Sustainable data analysis with Snakemake [version 2; peer review: 2 approved]
Felix Mölder,
Kim Philipp Jablonski,
Brice Letcher,
Michael B. Hall,
Christopher H. Tomkins-Tinch,
Vanessa Sochat,
Jan Forster,
Soohyun Lee,
Sven O. Twardziok,
Alexander Kanitz,
Andreas Wilm,
Manuel Holtgrewe,
Sven Rahmann,
Sven Nahnsen,
Johannes Köster
Affiliations
Felix Mölder
Algorithms for reproducible bioinformatics, Genome Informatics, Institute of Human Genetics, University Hospital Essen, University of Duisburg-Essen, Essen, Germany
Kim Philipp Jablonski
Swiss Institute of Bioinformatics (SIB), Basel, Switzerland
Brice Letcher
EMBL-EBI, Hinxton, UK
Michael B. Hall
EMBL-EBI, Hinxton, UK
Christopher H. Tomkins-Tinch
Department of Organismic and Evolutionary Biology, Harvard University, Cambridge, USA
Vanessa Sochat
Stanford University Research Computing Center, Stanford University, Stanford, USA
Jan Forster
German Cancer Consortium (DKTK, partner site Essen) and German Cancer Research Center, DKFZ, Heidelberg, Germany
Soohyun Lee
Biomedical Informatics, Harvard Medical School, Harvard University, Boston, USA
Sven O. Twardziok
Charité - Universitätsmedizin Berlin, corporate member of Freie Universität Berlin, Humboldt-Universität zu Berlin, and Berlin Institute of Health (BIH), Center for Digital Health, Berlin, Germany
Alexander Kanitz
Biozentrum, University of Basel, Basel, Switzerland
Andreas Wilm
Microsoft Singapore, Singapore, Singapore
Manuel Holtgrewe
CUBI – Core Unit Bioinformatics, Berlin Institute of Health, Berlin, Germany
Sven Rahmann
Genome Informatics, Institute of Human Genetics, University Hospital Essen, University of Duisburg-Essen, Essen, Germany
Sven Nahnsen
Quantitative Biology Center (QBiC), University of Tübingen, Tübingen, Germany
Johannes Köster
Algorithms for reproducible bioinformatics, Genome Informatics, Institute of Human Genetics, University Hospital Essen, University of Duisburg-Essen, Essen, Germany
Data analysis often entails a multitude of heterogeneous steps, from the application of various command line tools to the usage of scripting languages like R or Python for the generation of plots and tables.
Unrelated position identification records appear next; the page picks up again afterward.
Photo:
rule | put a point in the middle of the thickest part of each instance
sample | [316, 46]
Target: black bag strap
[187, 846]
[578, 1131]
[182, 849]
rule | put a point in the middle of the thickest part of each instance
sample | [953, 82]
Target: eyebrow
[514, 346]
It is widely recognized that data analyses should ideally be conducted in a reproducible way. Reproducibility enables technical validation and regeneration of results on the original or even new data. However, reproducibility alone is by no means sufficient to deliver an analysis that is of lasting impact (i.e., sustainable) for the field, or even just one research group. We postulate that it is equally important to ensure adaptability and transparency. The former describes the ability to modify the analysis to answer extended or slightly different research questions. The latter describes the ability to understand the analysis in order to judge whether it is not only technically, but methodologically valid. Here, we analyze the properties needed for a data analysis to become reproducible, adaptable, and transparent. We show how the popular workflow management system Snakemake can be used to guarantee this, and how it enables an ergonomic, combined, unified representation of all steps involved in data analysis, ranging from raw data processing, to quality control and fine-grained, interactive exploration and plotting of final results.